Results: Of 483 patients included in the analysis, 95 (19.7%) showed HI and 21 (4.4%) had PH. Multiple logistic regression analysis identified treatment with alteplase (OR, 2.08 [95% CI, 1.28–3.40]), baseline NIHSS score (OR, 1.11 [95% CI, 1.05–1.17]), DWI lesion volume (OR, 1.03 [95% CI, 1.01–1.05]), baseline glucose levels (OR, 1.01 [95% CI, 1.00–1.01]) and atrial fibrillation (OR, 3.02 [95% CI, 1.57–5.80]) as predictors of any HT. The same parameters predicted HI. Predictors of PH were baseline NIHSS score (OR, 1.11 [95% CI, 1.01–1.22]) and as a trend treatment with alteplase (OR, 2.40 [95% CI, 0.93–6.96]). PH was associated with lower odds of favorable outcome (OR 0.25, 95% [CI 0.05–0.86]), while HI was not.

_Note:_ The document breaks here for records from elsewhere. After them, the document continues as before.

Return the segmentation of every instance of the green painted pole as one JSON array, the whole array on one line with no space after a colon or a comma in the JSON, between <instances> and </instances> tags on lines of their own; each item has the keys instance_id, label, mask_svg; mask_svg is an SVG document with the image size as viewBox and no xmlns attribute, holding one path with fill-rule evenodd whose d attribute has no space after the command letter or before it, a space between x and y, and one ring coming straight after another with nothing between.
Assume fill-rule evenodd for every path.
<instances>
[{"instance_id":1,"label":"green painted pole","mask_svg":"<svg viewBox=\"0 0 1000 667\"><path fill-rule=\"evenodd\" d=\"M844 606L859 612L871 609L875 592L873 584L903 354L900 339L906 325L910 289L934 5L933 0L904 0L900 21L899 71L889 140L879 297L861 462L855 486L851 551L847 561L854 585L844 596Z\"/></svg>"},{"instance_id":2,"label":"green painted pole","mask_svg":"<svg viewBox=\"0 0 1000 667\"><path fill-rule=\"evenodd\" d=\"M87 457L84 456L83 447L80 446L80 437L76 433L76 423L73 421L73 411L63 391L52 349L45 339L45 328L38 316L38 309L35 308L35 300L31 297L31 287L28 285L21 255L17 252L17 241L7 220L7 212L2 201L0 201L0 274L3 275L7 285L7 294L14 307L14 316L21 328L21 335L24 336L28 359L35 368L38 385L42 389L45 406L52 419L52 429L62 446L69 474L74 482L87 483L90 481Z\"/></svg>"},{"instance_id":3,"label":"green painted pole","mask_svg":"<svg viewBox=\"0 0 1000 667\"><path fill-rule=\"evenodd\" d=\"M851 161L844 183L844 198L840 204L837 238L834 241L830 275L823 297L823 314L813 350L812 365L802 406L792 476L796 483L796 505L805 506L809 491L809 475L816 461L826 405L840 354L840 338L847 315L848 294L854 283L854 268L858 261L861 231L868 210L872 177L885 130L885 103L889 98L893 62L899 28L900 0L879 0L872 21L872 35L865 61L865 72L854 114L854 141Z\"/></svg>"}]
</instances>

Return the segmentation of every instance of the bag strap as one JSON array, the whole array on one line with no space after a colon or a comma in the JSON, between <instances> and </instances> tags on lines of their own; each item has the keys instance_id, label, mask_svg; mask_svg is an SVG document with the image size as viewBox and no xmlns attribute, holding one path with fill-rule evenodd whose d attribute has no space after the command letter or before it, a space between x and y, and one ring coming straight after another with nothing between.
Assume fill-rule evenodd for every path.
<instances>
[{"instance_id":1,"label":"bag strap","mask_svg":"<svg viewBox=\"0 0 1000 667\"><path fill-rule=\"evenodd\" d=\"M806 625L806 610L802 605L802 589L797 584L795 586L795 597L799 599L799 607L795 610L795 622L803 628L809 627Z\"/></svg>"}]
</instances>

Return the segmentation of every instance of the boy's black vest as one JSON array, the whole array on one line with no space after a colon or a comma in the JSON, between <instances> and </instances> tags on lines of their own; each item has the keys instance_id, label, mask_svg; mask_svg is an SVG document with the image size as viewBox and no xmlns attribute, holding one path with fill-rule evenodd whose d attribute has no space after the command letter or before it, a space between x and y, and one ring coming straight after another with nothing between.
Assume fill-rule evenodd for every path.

Conclusion: Our results indicate that HI is associated with stroke severity, cardiovascular risk factors and thrombolysis. PH is a rare complication, more frequent in severe stroke and with thrombolysis. In contrast to HI, PH is associated with worse functional outcome. The impact of HT after MRI-guided intravenous alteplase for unknown onset stroke on clinical outcome is similar as in the trials of stroke thrombolysis within a known early time-window.

Introduction

Hemorrhagic transformation (HT) represents an important complication of intravenous thrombolysis with alteplase for acute ischemic stroke. However, HT of ischemic stroke can show a wide range from small petechiae with no clinical impact to massive parenchymal hematoma with space-occupying effect associated with neurological deterioration. The following four subtypes of HT have been distinguished radiologically: hemorrhagic infarction type 1 (HI1; scattered small petechiae, no mass effect), hemorrhagic infarction type 2 (HI2; confluent petechiae, no mass effect), parenchymal hemorrhage type 1 (PH1; hematoma within infarcted tissue, occupying < 30%, no substantive mass effect) and parenchymal hemorrhage type 2 (PH2; hematoma occupying 30% or more of the infarcted tissue, with obvious mass effect) (1). In addition, intracerebral hemorrhage outside infarcted brain tissue or intracranial-extracerebral hemorrhage is considered a separate category, including subarachnoidal hemorrhage and subdural hematoma. The clinical significance of different types of HT after thrombolysis is a matter of debate (2). While there is no doubt that massive HT, meeting criteria of PH2, is likely to be associated with clinical worsening, mere hemorrhagic infarction (HI) may also be understood as a marker of successful recanalization into partially ischemic damage with no adverse clinical effect (3, 4). Previous work has suggested a different pathogenesis for HI and PH. While HI might be a clinically irrelevant epiphenomenon of ischemic damage and reperfusion, PH appears to be related to biological effects of alteplase and other pre-existing pathologic conditions and also carries the potential of clinical deterioration (4). At the same time, it is still uncertain how—if at all—patients at high risk of severe intracerebral hemorrhage after thrombolysis can be identified beforehand based on clinical or imaging characteristics. In the present study, our first objective was to identify possible clinical and imaging parameters that predict HT after acute ischemic stroke. Second, we aimed to study the functional outcome of patients with different types of HT to get further insights into the clinical significance of HT after intravenous thrombolysis.